Female drivers an life coverage policyholders could find that they are paying far more very soon.
Starting on December 21, life and auto insurance companies in the European Union will no longer be permitted to use a policyholders gender as a factor in the calculations of his or her premiums.
On Friday, those insurers that have not already changed their rules will be required to do so.
This means that women who have life or auto insurance coverage will likely find themselves paying over £500 more per year for the same policy. This is because of a ruling that was made by the E.U. against gender discrimination. The insurance industry has called December 21,2012 “G-Day” because gender will no longer be included in their calculations.
The auto insurance ruling, which also affects other sectors, was first made in 2011.
This new auto insurance rule is expected to have the biggest impact on women. This is because vehicle and life coverage for female policyholders has traditionally been notably lower than the premiums paid by males. The reason is that the industry typically sees women as a lower risk than men, and has therefore been charging them accordingly.
Predictions from the auto insurance sector have been that the price of coverage for young women will likely rise by an average of 25 percent.
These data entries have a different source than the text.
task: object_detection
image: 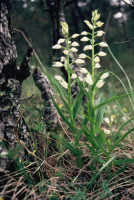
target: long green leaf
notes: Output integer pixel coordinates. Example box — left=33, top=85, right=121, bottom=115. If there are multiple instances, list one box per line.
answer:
left=86, top=156, right=116, bottom=192
left=85, top=143, right=104, bottom=164
left=111, top=117, right=134, bottom=142
left=81, top=123, right=108, bottom=157
left=76, top=117, right=88, bottom=145
left=95, top=92, right=134, bottom=110
left=47, top=73, right=68, bottom=99
left=51, top=96, right=77, bottom=134
left=73, top=94, right=83, bottom=120
left=109, top=128, right=134, bottom=155
left=109, top=72, right=134, bottom=109
left=92, top=70, right=106, bottom=90
left=51, top=132, right=80, bottom=157
left=108, top=46, right=134, bottom=107
left=113, top=159, right=134, bottom=165
left=95, top=93, right=105, bottom=131
left=60, top=95, right=71, bottom=115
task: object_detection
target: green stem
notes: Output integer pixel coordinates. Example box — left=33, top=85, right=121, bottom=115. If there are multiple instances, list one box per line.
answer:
left=91, top=24, right=95, bottom=135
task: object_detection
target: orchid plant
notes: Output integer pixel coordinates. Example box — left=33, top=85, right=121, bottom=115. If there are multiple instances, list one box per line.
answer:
left=51, top=10, right=134, bottom=168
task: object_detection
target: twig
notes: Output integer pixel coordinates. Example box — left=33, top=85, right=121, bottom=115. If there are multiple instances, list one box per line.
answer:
left=115, top=37, right=134, bottom=44
left=122, top=0, right=134, bottom=9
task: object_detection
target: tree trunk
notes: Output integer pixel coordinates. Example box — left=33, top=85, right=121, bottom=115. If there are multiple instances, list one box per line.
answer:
left=0, top=1, right=32, bottom=170
left=46, top=0, right=86, bottom=96
left=33, top=68, right=58, bottom=131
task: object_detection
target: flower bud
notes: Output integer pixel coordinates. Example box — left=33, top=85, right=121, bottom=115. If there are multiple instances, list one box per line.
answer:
left=111, top=115, right=114, bottom=122
left=96, top=21, right=104, bottom=27
left=99, top=42, right=108, bottom=47
left=79, top=68, right=88, bottom=74
left=104, top=128, right=110, bottom=135
left=103, top=117, right=110, bottom=124
left=94, top=56, right=100, bottom=62
left=94, top=63, right=101, bottom=69
left=72, top=42, right=80, bottom=47
left=61, top=56, right=66, bottom=62
left=78, top=53, right=86, bottom=58
left=70, top=47, right=78, bottom=52
left=63, top=50, right=69, bottom=55
left=52, top=44, right=61, bottom=49
left=72, top=33, right=79, bottom=38
left=96, top=80, right=105, bottom=88
left=98, top=51, right=107, bottom=56
left=75, top=58, right=85, bottom=64
left=60, top=80, right=68, bottom=89
left=100, top=72, right=109, bottom=80
left=61, top=22, right=69, bottom=34
left=54, top=75, right=62, bottom=81
left=80, top=37, right=89, bottom=42
left=83, top=45, right=93, bottom=51
left=97, top=31, right=105, bottom=37
left=52, top=62, right=63, bottom=67
left=57, top=38, right=65, bottom=44
left=84, top=20, right=93, bottom=29
left=85, top=74, right=93, bottom=85
left=71, top=74, right=77, bottom=79
left=81, top=31, right=87, bottom=35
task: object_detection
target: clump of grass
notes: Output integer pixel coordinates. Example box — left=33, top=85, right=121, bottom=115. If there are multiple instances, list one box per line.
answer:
left=0, top=10, right=134, bottom=200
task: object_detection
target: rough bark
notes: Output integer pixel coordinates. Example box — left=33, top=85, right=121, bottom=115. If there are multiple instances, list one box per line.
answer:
left=33, top=68, right=58, bottom=130
left=46, top=0, right=85, bottom=101
left=0, top=1, right=32, bottom=170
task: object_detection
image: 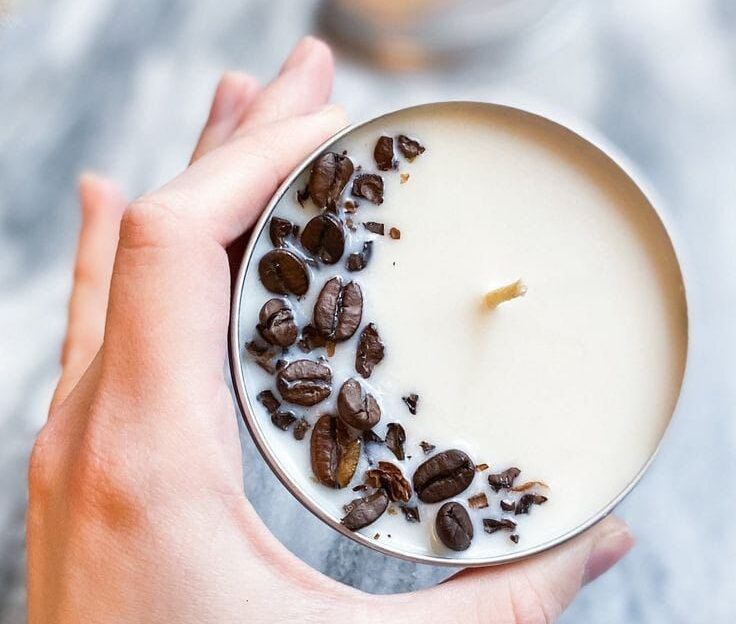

Life premiums may increase by up to 20 percent. That said, women may still find that they will do well upon retirement, as the rates paid to them through annuities from those life products could lead to a neat retirement income. The reason is that they are predicted to increase by 6 percent for women.
Unfortunately, this will not help young women who will be facing rather daunting auto insurance premiums for the first time. An increase of 25 percent would increase the average premiums for a policy for a woman aged 17 to 22 by £531. The AA’s current estimates state that the typical premium for a young woman is £2,057, before the change. At the same time, the average for women in the same age group is over £3000.